I’ve never thought of myself as an activist, and I continue to try and see both sides of every coin, even if I know what side I sit on. In a lot of ways, I try to be the devil’s advocate to stop thinking in such black and white. I also don’t want to be ‘too radical’ and then written off, so it’s part of moderation.
Interestingly, in the volunteer sphere at church and SES and beyond, there’s a lack of 30/40 year olds. I realise as I age that this is largely due to the ‘family’ stage – children. In some ways, I feel like it’s a shame, but on the other hand, society shouldn’t pressure so many singles who don’t marry/have kids – they could be the key to all sorts of voluntary (and paid) powerhouses.

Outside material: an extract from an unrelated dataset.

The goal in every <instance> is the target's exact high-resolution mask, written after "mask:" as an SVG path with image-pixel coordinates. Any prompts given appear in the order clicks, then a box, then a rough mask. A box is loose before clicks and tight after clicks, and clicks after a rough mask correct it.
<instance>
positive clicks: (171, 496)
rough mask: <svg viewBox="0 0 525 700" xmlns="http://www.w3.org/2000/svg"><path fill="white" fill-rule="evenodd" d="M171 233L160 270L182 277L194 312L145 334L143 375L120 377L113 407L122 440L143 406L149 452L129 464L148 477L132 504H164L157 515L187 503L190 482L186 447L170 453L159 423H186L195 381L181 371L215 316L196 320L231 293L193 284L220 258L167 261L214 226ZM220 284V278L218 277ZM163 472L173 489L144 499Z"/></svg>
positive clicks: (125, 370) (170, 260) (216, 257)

Certainly raised a lot of thoughts!
Hi Sarah, Your reply has got me thinking. Maybe there are two types of volunteers – activists who are the “public face” of a cause, and workers who get things done behind the scenes. If so, I am the latter. I’d say I do, on average, 4 hours a week. Someday I would like to get involved in our local Emergency Management response plan (although I don’t have work-related skills for it, as you do).
Rest assured, they take all types of volunteers with emergency management, and you might find they provide or teach skills that work well in your ‘other’ lives!
Gosh, Dar, you are a true inspiration. I feel very strongly about issues such as climate change, homophobia, transphobia, racism, gender equality, and freedom of speech, but I am hardly an activist. There are lively discussions among friends, with divergent perspectives, although we call ourselves armchair protesters. Work and life take up most of my time. I give to charity and recycle too but really should start volunteering. You’ve got me thinking …
“Armchair protester” sums me up too!